Bir patlamanın iç yüzü





Askerliğimi, Malatya'da İstihkamcı olarak yaptım. Kısacası mühimmat sayımı v.b. sayımlarda yer aldım ve en azından nasıl ve ne zaman yapıldıklarını azda olsa bilirim. İşin ilk garip yanı saat 21.15'te sayımın yapılması. Cephane sayımına katıldım ve saat 21.15'te sayım yapıldığını ne duydum ne de gördüm. Hatta bırakın sayımı o saatte askeriyede resmi bir işlemin yapılması bile çok şüpheli bir durum. Hadi ben en fazla Çavuş olarak görev yaptım ama bu konuda açıklama yapan emekli askeri uzmanlarda aynı görüşte. Hem bir sayımda nasıl olur da el bombası düşerek patlar. Bir kere sayımda mühimatların yer aldığı kutular boşaltılarak sayım yapılmıyor. En azından ben böyle şahit oldum. Kutu açılıyor, elle sayı kontrol ediliyor.
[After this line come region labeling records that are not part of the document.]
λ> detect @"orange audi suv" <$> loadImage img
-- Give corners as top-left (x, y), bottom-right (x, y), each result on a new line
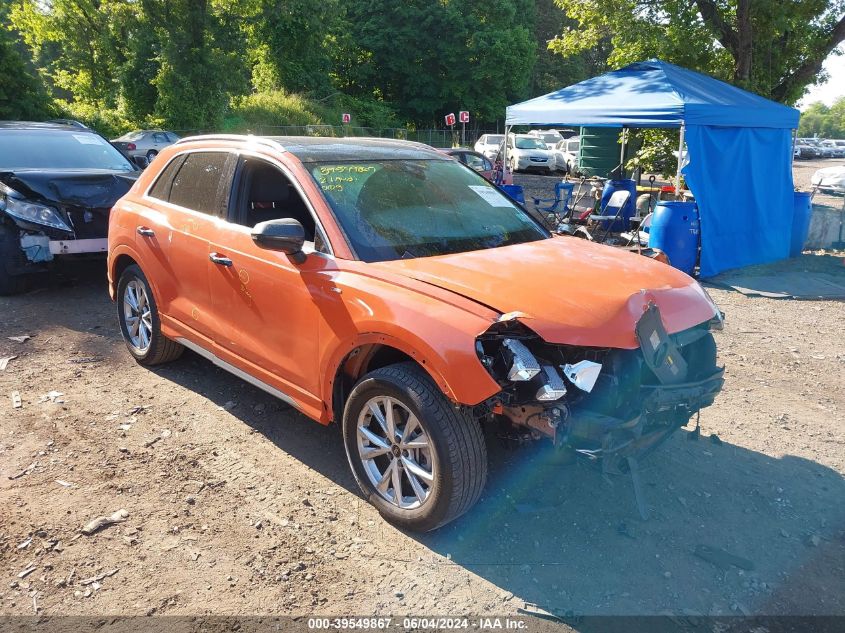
top-left (108, 136), bottom-right (723, 530)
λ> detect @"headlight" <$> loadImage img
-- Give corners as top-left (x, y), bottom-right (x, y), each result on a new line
top-left (504, 338), bottom-right (540, 382)
top-left (0, 196), bottom-right (73, 233)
Bir eksik yoksa tekrar kapatılıyor ve mühürleniyor. 


Böyle bir sayımda nasıl olacakta bir patlama gerçekleşecek anlamak mümkün değil. Sayıma neden o kadar askerin katıldığı da başka bir muamma. Yani 2 astsubay ve 2 uzmanı anladık ama 21 asker o saatte cephanelikte yapılan sayımda ne arıyordu? Sayım o saatte neden yapılıyordu? TSK'nın sakladığı bir şey mi var? Ölen subay ve uzmanlar o gece nöbetçiydi belli ki. O saatte sayım yapılmadığına göre 21 asker ve komutanların o cephanelikte ne işi vardı? 

Saat 22.00'de askerlerin yat vakti geldiği düşünüldüğünde ortada başka bir olay olduğu belli. Bu 21 asker acaba nerede görevliydi? Yada komutanlar nerede görevliydi o akşam? O cephaneliğe sayım için gidilmediyse neden gidildi? Bence bu soruların cevabı verilmeden kısacası birileri o 25 şehidin hesabını vermeden susmak olmaz. Ortada bir sabotaj var olsa bile o askerleri oraya neyin götürdüğü önemli. TSK'nın neden sayım yapılıyordu açıklaması yaptığı varsa böyle bir sayım neden bu saatte yapıldığı gibi soruların cevap bulması gerekiyor. Ama şimdilik ne kimselerin bu soruları sormaya ne de muhatapların bunları cevaplamaya niyeti var. 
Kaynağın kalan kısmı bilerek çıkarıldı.